I wrap a blanket about myself while I write this post for it's late and the furnace turned itself off a few hours ago. This evening we went to see Coriolanus by Seattle Shakespeare Company and, by gum, it was a thinky sort of play. I do like seeing plays with which I'm utterly unfamiliar and, happily, we arrived too late for me to have an opportunity to read the liner notes. Those who did read the program--or who paid too much attention to the voiceover prologue, felt that they'd been led to place their sympathies with the wrong parties so that it was a confusing and/or disorienting first act. Me, I pretty immediately found the plebeians an unsympathetic lot (which makes one wonder what the director thinks of the 99% movement and/or what he thought he was putting on stage). Of course, we were hard-pressed to come up with any characters who were presented sympathetically though I was finally able to declare Cominus (I think) to be a good enough guy. It was a stretch, however. The play, though, was quite fine and well worth seeing. It will be interested to see how the Ralph Fiennes film compares.

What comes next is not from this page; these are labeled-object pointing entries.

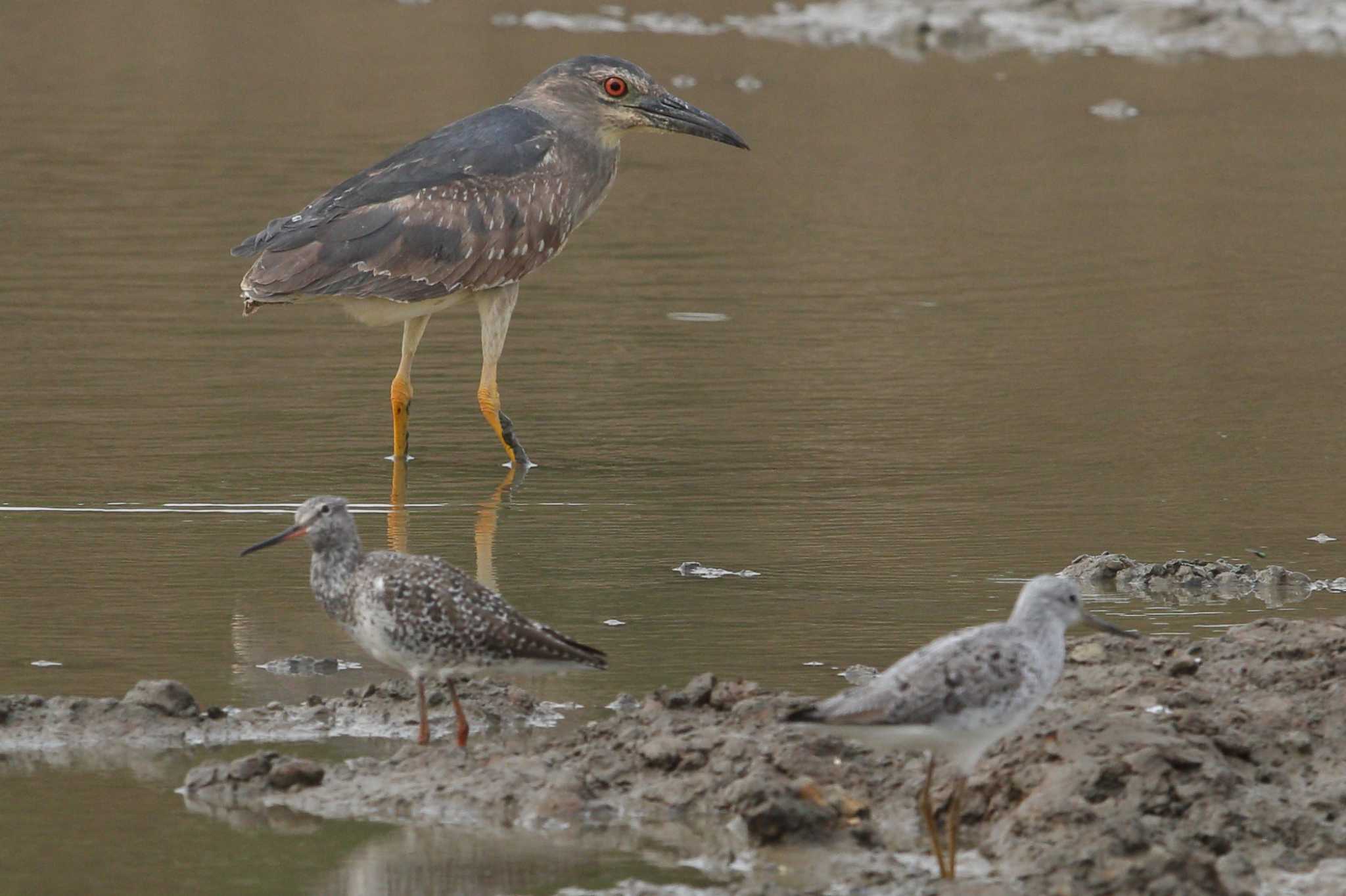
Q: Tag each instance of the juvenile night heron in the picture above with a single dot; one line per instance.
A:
(419, 614)
(466, 213)
(962, 693)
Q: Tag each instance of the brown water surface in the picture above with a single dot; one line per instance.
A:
(969, 331)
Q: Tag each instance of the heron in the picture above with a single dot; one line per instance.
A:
(466, 213)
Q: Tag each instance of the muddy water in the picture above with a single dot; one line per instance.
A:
(969, 331)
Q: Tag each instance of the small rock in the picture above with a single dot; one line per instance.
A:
(166, 696)
(661, 752)
(1088, 653)
(697, 690)
(624, 703)
(728, 693)
(249, 767)
(303, 773)
(859, 675)
(1184, 667)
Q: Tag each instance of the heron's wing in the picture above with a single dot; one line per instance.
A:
(473, 206)
(971, 669)
(459, 615)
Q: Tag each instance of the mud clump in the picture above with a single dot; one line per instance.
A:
(163, 715)
(1158, 766)
(1220, 575)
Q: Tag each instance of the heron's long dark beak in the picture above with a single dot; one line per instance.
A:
(294, 532)
(1094, 622)
(669, 114)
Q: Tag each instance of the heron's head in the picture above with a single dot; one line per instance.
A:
(323, 521)
(1053, 598)
(613, 96)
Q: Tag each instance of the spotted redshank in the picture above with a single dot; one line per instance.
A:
(419, 614)
(962, 693)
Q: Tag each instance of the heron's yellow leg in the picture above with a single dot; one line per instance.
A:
(398, 516)
(928, 815)
(496, 309)
(402, 390)
(955, 810)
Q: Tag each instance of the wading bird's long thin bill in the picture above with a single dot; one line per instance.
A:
(1094, 622)
(294, 532)
(670, 114)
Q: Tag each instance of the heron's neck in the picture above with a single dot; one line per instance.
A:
(331, 573)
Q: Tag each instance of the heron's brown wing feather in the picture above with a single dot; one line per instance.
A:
(431, 244)
(501, 142)
(475, 205)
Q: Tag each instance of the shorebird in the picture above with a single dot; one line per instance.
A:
(469, 212)
(962, 693)
(419, 614)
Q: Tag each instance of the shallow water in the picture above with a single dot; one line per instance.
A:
(941, 330)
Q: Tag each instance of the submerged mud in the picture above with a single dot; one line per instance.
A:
(163, 715)
(1158, 766)
(971, 29)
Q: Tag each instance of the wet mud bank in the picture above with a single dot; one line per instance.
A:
(1158, 766)
(163, 715)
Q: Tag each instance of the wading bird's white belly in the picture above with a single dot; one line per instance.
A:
(375, 311)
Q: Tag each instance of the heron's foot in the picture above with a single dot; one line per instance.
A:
(519, 458)
(402, 403)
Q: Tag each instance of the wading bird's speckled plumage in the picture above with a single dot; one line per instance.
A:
(964, 692)
(421, 614)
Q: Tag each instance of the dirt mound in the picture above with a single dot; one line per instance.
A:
(1158, 766)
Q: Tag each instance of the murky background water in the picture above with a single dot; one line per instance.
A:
(971, 330)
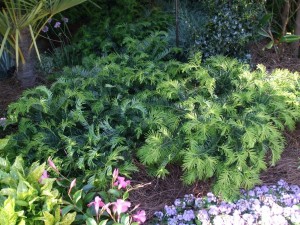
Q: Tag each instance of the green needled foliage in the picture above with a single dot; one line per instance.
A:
(216, 119)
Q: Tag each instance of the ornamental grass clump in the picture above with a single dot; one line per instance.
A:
(274, 204)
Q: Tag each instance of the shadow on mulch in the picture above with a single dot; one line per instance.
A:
(287, 167)
(272, 60)
(10, 91)
(153, 194)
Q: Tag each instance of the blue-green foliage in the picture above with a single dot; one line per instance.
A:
(216, 119)
(218, 27)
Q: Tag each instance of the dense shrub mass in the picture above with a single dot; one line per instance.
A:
(216, 119)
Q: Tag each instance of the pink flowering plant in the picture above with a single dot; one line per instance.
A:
(94, 207)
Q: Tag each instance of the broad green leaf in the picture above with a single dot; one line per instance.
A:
(35, 172)
(270, 45)
(48, 218)
(4, 164)
(8, 192)
(66, 209)
(103, 222)
(3, 143)
(22, 203)
(68, 219)
(57, 214)
(77, 196)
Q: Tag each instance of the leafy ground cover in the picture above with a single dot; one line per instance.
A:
(138, 102)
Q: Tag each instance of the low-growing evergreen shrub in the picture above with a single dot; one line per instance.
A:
(216, 119)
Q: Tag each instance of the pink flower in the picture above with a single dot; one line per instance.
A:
(140, 216)
(44, 176)
(73, 184)
(121, 206)
(45, 29)
(57, 25)
(97, 204)
(115, 174)
(122, 183)
(52, 165)
(65, 19)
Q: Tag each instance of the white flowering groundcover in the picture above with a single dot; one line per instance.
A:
(267, 205)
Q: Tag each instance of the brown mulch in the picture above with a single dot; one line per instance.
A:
(10, 91)
(153, 194)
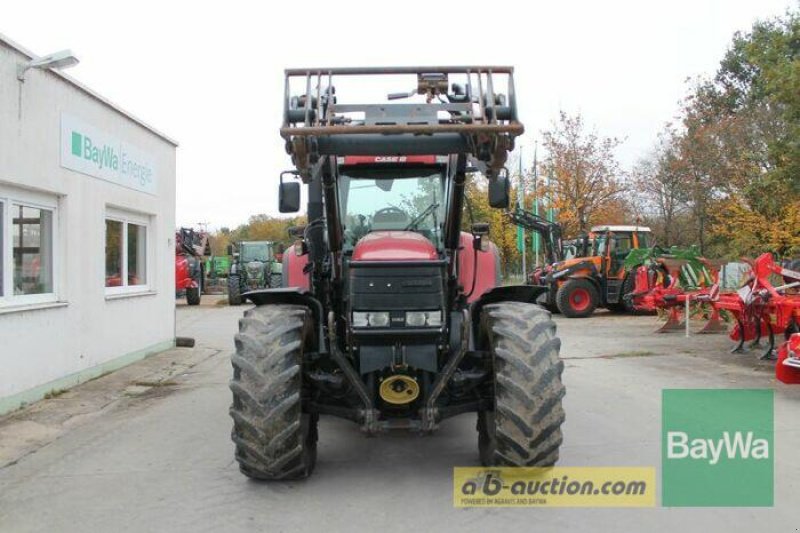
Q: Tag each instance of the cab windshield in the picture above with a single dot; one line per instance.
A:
(255, 252)
(383, 199)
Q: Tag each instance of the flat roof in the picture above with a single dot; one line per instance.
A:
(72, 81)
(611, 227)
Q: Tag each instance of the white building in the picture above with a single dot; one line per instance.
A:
(87, 222)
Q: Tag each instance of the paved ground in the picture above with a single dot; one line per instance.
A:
(148, 448)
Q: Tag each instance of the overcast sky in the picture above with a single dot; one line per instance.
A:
(211, 77)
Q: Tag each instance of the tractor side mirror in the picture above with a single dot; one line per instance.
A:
(479, 231)
(288, 195)
(499, 192)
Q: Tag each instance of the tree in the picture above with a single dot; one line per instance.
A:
(740, 151)
(585, 177)
(660, 186)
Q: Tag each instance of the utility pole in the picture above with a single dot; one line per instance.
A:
(536, 236)
(521, 205)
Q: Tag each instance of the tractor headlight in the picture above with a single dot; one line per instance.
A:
(375, 319)
(423, 318)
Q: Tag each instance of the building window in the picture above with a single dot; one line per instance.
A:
(126, 253)
(27, 247)
(32, 231)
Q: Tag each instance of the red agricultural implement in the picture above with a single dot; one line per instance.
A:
(760, 309)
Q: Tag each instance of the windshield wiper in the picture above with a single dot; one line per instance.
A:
(419, 218)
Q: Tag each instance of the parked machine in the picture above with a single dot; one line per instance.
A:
(190, 248)
(391, 316)
(253, 266)
(579, 285)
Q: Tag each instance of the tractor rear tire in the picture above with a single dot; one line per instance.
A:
(275, 439)
(234, 291)
(577, 298)
(548, 299)
(525, 427)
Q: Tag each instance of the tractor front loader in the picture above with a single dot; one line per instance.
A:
(390, 315)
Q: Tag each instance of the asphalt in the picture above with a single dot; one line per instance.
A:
(155, 454)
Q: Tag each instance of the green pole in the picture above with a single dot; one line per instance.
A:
(536, 236)
(521, 205)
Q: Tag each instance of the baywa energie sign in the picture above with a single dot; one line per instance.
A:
(92, 151)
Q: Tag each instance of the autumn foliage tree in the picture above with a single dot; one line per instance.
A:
(735, 156)
(585, 178)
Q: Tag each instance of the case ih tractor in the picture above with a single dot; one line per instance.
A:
(190, 247)
(579, 285)
(254, 266)
(391, 316)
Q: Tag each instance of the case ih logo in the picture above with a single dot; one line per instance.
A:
(368, 160)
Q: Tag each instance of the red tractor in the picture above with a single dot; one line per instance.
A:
(190, 248)
(390, 315)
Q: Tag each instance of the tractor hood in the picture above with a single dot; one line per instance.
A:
(394, 246)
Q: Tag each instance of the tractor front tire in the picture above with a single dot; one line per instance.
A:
(234, 291)
(275, 439)
(577, 298)
(524, 429)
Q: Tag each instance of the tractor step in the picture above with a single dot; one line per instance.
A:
(400, 423)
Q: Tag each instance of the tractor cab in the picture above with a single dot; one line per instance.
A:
(391, 197)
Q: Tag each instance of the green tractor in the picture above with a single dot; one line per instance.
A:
(254, 266)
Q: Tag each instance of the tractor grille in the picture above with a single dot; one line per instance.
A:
(394, 286)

Before the play we went to the Tilikum Place Cafe; the house-made pasta was shockingly fine and the squash salad was also quite excellent.

Birds
house sparrows
house finches
goldfinches
Townsend's warbler
yellow-rumped warblers
gold-crowned sparrow
song sparrows
dark-eyed juncos
black-capped chickadees
Anna's hummingbirds
robin
starlings
gulls
crows

Book
The Cat's Table page 269 because yes, I did read the acknowledgments: finished, anyway. There was such an air of reality to some of the stuff I felt I did need to read the author's note at the end that assures the reader that while some of the aspects of the story resemble his life it really is a completely fictitious account. I'm not really sure what I thought of the book--possibly because my own reading of it was so disjointed or possibly because the narrative isn't all that linear. You get people's stories in odd chunks and there's a lot of the narrator remembering various events out of order. Does he go to Cassius art show before or after his marriage and does it matter? One way or another I felt caught up in the action only episodically. A fascinating bunch of characters but somehow I rarely connected with them. I blame myself rather than Mr. Ondaajte.